Oct 31, 2025
Equitable design patterns
This sounds like a fable. A stranger comes to a town with three families. The stranger visits each family and tells them a story. “The future is dark and unknown. There aren’t enough resources for all of the families to survive. The day is coming when one of the families will disappear. I can help you survive. Together we can prosper and all of the remaining resources will be ours. You don’t need them anymore, trust me.” The stranger visits each family one by one and makes them the same promise. He plays all sides against each other and at the end, emerges as the only survivor.
If this sounds familiar, it’s the premise for Yojimbo, For a Fistful of Dollars and Last Man Standing. Its also the dynamic that I feel I’ve seen as the triad of product, design and engineering grapple with the role of AI in product development. The market is eager to deliver a set of magical tools that promise to save everyone time and offer them independence. A number of these tools offer to extend each functions existing skills, so they overlap with their counterparts and blur traditional roles and responsibilities.
For healthy and mature teams, this is very exciting. I‘ve read about large organizations with well established workflows extending the power of collaboration and existing systems, finding ways to align on best practices for responsible application of AI on internal workflows and within the products they create.
Unfortunately, I fear these are the exceptions rather than the rule. The following is based solely my own observations and experience working on cross functional product teams.
Many teams are still young and have yet to formalize their principles, culture and collaboration efforts. Some teams are made up of insecure humans trying to get their heads around if their role or function will survive the change that they fear is coming. Designers, product managers and engineers don’t know if robots or another team member using a robot will make them obsolete.
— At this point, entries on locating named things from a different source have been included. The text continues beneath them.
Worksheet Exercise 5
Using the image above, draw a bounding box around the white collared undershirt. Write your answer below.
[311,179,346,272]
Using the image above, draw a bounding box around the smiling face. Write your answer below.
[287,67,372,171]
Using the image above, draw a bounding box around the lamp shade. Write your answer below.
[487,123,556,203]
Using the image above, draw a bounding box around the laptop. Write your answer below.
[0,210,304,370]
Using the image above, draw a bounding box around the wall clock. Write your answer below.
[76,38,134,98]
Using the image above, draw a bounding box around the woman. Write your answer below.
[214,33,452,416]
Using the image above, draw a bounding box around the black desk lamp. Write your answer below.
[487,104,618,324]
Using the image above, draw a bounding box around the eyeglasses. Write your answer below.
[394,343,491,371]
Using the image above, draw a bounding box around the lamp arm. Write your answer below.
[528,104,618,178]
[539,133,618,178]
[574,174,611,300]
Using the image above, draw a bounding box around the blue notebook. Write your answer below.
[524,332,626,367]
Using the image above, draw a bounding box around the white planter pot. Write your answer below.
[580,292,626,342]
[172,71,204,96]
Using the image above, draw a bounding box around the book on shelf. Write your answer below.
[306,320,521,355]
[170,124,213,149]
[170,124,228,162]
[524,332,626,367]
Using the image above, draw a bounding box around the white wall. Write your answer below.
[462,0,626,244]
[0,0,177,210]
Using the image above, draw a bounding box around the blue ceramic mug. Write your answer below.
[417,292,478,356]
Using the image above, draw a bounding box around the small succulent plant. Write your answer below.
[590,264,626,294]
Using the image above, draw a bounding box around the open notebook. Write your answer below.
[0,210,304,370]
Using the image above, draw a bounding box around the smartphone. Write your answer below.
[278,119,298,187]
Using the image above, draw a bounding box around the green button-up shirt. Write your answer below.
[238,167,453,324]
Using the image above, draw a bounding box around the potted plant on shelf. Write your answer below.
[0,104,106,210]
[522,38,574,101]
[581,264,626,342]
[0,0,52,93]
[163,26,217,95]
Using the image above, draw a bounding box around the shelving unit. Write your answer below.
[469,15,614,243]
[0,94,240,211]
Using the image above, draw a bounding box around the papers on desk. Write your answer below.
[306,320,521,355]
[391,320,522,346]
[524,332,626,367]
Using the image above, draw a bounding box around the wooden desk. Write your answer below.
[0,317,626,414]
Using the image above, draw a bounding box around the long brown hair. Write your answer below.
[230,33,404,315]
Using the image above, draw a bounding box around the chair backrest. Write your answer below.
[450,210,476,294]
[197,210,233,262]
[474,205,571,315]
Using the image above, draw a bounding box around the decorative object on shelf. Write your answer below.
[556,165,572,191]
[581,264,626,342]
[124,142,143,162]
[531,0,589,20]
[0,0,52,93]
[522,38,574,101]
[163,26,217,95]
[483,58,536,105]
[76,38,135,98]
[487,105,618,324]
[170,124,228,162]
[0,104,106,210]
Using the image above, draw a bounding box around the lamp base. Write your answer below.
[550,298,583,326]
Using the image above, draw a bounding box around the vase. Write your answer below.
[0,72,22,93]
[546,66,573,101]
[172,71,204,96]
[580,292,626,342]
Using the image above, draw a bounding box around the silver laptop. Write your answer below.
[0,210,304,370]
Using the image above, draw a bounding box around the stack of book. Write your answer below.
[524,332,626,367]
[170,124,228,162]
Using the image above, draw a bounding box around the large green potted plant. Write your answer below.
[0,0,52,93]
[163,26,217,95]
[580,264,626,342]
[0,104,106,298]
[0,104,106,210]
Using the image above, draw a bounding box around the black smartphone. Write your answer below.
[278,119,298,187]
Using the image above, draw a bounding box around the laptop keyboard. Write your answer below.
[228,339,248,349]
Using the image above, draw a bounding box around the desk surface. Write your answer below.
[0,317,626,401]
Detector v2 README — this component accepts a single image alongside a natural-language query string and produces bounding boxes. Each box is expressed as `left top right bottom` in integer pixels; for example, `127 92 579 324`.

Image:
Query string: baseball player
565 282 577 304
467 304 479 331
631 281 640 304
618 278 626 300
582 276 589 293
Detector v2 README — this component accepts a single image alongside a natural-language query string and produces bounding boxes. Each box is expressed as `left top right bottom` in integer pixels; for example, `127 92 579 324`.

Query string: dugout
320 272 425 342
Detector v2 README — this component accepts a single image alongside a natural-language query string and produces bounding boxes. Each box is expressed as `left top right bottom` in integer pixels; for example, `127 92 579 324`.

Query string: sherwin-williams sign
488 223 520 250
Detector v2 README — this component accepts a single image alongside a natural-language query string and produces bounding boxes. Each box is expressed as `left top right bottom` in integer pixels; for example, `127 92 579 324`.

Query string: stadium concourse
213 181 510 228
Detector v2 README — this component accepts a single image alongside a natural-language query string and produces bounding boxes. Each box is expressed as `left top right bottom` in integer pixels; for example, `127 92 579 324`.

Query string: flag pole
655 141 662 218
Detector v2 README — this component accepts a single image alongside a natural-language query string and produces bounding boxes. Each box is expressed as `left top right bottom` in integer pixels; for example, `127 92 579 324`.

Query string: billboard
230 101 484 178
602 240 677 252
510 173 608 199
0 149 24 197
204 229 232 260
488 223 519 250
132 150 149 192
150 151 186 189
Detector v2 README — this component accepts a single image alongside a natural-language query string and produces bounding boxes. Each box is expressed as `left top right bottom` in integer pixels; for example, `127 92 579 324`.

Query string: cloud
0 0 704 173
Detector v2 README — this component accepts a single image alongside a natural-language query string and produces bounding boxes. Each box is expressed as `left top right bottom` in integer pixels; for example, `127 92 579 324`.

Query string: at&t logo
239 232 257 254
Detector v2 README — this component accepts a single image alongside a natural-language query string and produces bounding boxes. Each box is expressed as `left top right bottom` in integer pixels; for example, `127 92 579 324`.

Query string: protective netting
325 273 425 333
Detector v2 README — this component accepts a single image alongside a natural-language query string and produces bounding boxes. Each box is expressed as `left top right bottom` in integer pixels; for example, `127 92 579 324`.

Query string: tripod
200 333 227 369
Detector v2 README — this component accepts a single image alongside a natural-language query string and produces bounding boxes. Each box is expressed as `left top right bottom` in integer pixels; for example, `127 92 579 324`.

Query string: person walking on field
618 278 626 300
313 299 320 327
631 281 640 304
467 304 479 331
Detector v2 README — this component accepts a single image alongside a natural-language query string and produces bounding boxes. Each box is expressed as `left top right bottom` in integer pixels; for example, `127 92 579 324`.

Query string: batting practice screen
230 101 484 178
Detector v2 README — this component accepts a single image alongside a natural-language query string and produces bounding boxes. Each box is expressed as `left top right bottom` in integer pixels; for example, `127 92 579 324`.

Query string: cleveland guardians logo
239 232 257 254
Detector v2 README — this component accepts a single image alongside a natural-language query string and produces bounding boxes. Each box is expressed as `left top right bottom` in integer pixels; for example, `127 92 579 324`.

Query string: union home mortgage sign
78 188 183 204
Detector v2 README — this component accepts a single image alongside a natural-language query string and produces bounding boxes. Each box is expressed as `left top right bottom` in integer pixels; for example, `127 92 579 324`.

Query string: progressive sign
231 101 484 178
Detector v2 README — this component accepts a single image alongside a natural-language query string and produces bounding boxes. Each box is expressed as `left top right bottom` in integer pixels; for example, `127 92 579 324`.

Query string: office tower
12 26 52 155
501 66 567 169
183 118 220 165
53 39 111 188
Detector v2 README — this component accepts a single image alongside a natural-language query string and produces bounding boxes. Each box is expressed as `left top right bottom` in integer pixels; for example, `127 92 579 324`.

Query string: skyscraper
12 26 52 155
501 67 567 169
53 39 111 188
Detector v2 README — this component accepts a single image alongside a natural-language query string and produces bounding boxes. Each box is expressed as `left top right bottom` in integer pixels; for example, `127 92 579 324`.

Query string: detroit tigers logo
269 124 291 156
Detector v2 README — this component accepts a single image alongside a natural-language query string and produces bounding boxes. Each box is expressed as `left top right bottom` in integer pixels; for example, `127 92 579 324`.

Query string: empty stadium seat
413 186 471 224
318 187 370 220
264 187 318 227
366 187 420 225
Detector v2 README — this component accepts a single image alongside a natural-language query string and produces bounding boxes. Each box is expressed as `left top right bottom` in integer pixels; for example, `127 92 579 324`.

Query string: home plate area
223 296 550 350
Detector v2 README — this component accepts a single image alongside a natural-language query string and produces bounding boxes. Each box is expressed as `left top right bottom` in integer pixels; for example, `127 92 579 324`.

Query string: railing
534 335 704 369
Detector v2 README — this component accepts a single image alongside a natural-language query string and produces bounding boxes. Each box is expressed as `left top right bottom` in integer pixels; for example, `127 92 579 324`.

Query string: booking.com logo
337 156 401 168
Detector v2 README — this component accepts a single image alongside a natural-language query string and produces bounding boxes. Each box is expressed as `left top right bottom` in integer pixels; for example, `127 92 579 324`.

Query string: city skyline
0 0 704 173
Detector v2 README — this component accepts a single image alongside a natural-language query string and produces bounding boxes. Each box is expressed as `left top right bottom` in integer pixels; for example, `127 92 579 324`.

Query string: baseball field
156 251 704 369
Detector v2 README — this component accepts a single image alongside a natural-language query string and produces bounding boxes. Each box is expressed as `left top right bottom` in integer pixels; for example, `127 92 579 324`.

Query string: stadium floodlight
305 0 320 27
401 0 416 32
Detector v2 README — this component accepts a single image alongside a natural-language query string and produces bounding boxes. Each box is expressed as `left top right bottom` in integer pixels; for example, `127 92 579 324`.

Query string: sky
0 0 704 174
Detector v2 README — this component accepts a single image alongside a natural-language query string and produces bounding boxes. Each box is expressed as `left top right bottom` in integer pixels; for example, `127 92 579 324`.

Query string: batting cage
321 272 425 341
Some teams are made up of conflicted humans who have doubts about the usefulness or reliability of these new tools, but are being told they do not have a choice. The company mandate says, find a way to use them.
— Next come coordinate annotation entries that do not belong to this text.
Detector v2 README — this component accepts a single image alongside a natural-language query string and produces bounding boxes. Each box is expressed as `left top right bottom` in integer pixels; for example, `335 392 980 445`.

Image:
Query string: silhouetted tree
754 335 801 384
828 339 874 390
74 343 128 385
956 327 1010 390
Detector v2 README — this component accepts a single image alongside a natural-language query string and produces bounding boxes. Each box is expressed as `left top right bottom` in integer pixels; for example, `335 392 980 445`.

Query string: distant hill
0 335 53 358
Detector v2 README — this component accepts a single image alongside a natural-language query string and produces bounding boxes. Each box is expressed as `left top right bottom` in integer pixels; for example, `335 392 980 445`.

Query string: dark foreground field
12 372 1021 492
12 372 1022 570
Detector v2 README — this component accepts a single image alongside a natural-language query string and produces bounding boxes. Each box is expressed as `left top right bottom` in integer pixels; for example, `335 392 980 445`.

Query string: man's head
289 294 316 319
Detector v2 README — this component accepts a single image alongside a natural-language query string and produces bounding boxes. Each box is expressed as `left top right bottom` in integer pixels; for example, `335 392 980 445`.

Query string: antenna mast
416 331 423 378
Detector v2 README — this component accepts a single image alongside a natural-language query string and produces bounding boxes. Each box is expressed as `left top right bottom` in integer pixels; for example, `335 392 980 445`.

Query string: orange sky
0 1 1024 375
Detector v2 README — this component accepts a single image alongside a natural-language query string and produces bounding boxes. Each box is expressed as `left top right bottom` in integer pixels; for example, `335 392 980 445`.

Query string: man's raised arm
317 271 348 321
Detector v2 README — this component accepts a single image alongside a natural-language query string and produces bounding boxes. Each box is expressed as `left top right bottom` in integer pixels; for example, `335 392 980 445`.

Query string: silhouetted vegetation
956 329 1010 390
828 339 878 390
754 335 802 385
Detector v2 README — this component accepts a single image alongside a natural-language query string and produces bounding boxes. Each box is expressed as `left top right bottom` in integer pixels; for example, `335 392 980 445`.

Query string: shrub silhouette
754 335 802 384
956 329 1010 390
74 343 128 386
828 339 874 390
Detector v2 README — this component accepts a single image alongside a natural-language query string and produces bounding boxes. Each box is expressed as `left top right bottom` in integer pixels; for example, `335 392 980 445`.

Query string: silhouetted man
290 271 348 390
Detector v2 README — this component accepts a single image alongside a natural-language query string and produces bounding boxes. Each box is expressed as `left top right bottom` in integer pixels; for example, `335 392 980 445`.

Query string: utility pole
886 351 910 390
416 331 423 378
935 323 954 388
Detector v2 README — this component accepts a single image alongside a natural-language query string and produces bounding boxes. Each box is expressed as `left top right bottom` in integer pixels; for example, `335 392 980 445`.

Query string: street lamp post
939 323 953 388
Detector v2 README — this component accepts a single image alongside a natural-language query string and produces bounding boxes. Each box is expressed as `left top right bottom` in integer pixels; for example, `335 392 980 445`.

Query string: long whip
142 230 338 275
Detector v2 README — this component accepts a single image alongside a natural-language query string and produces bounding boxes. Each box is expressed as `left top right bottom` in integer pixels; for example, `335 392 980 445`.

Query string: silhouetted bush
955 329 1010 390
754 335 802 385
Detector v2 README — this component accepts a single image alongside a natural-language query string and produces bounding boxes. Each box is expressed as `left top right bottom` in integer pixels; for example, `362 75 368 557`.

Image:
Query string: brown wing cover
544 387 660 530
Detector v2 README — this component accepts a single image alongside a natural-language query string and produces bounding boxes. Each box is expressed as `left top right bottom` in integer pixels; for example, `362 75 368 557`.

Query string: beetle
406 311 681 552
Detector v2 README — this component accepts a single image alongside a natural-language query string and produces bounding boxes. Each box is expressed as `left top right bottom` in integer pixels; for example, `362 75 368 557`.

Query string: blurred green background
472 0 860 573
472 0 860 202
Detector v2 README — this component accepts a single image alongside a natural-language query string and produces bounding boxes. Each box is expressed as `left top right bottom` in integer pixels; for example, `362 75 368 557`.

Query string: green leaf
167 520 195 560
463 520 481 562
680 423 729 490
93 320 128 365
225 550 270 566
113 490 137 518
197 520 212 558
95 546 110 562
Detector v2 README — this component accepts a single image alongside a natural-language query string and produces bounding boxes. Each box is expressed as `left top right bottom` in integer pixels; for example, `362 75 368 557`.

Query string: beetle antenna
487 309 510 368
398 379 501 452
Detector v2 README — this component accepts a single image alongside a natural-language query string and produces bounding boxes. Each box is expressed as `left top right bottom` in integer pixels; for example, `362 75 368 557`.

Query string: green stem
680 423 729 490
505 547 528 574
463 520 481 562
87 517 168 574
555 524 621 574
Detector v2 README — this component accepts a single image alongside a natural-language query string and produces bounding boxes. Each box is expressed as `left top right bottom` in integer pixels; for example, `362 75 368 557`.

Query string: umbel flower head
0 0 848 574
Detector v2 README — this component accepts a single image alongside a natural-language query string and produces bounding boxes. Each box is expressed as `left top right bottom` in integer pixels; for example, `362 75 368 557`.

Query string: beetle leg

Meanwhile tool makers are doing what software makers have always done. They are selling. Selling requires understanding your potential market’s motivations, needs and fears. The same insecurity that exists within each function, seems to be playing out with software makers. “Will a design tool start generating code well, or will a coding tool start designing well, or will a general purpose tool do both?” The sentiment has software providers pivoting from code or design only tools into hybrid MCP powered systems that blur traditional categorization. “Multi modal product development tools?”
And so it happens, the mysterious stranger approaches you and makes a promise. “As far as I can see, you’re the one who’s truly unique. You don’t need a team, I can give you the power to make magic all by yourself.”
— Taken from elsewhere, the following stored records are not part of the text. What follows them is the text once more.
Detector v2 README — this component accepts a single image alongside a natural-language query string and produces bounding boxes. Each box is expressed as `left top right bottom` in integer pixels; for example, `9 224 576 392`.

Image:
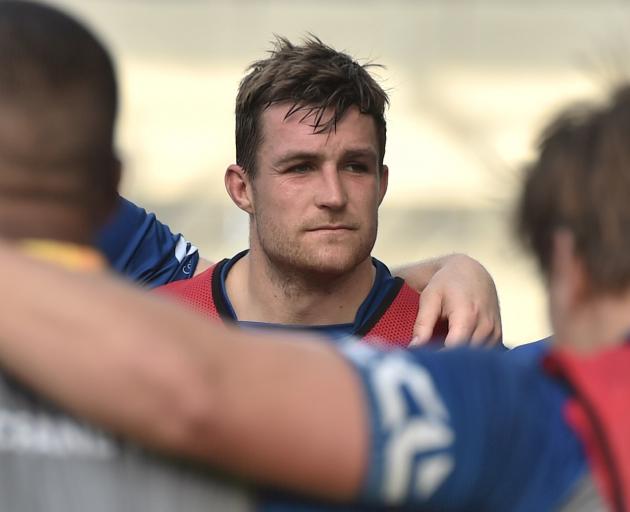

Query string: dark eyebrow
273 151 320 167
343 148 378 160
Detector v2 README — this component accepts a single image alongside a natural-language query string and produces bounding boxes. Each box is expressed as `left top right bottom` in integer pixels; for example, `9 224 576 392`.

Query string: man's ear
225 164 254 215
94 156 122 226
550 229 591 309
378 165 389 206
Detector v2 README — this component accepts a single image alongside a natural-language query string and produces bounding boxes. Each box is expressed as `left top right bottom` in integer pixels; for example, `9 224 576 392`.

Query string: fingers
445 315 502 347
409 292 442 347
444 309 477 347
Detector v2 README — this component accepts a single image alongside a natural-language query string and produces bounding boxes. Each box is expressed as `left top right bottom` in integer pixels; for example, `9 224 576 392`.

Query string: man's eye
287 164 313 174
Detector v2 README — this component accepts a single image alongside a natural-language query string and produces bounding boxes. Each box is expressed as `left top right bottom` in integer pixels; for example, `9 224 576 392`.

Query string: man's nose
316 166 348 210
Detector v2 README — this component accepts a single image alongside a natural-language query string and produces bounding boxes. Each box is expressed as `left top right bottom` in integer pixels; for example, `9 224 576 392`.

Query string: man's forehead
261 103 378 157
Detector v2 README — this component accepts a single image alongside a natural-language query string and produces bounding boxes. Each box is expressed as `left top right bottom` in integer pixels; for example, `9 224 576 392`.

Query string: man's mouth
307 224 356 231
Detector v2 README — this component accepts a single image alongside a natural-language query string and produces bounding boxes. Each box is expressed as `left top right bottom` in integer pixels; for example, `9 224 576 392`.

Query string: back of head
0 1 118 240
517 86 630 293
236 36 389 176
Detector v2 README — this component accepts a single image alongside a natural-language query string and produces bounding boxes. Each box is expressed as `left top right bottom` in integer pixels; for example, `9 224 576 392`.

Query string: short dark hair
236 35 389 176
0 1 118 212
517 86 630 292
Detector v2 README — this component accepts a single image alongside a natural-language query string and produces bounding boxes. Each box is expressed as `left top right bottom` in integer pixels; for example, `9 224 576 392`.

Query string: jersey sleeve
96 197 199 288
340 343 586 512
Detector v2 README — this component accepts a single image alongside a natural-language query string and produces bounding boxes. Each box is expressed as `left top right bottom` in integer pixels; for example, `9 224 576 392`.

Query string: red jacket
545 342 630 512
156 260 430 347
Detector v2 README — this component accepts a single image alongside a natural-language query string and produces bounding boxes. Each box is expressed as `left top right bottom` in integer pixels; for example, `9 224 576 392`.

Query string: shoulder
342 344 585 510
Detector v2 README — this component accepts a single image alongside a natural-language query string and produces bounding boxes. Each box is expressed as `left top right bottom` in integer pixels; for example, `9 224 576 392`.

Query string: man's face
250 104 388 275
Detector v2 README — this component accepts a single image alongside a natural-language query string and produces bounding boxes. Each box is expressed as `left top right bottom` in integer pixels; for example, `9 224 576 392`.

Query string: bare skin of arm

How can we take care of ourselves and each other? Its been refreshing to see champions in this space strive for new ways to collaborate. I've been to several demos from members of the design and engineering worlds actively looking for ways to bring everyone closer together. I’ve seen designers create high fidelity prototypes as a way of delivering their intent to engineers who then take things much further much faster. I’ve seen design systems engineers build connections between design and coded assets that feels like true parity and the hope of a single source of truth really is possible.
My fear is that there’s still a big and widening gap. The subtleties of the examples I describe take a lot of infrastructure and support to really pull off at scale. I’m afraid these details are lost on the ears of eager individual contributors entering the market looking to stand out in a highly competitive space, and business drivers who are looking for ways to do more with less.
Try take care of yourselves and others.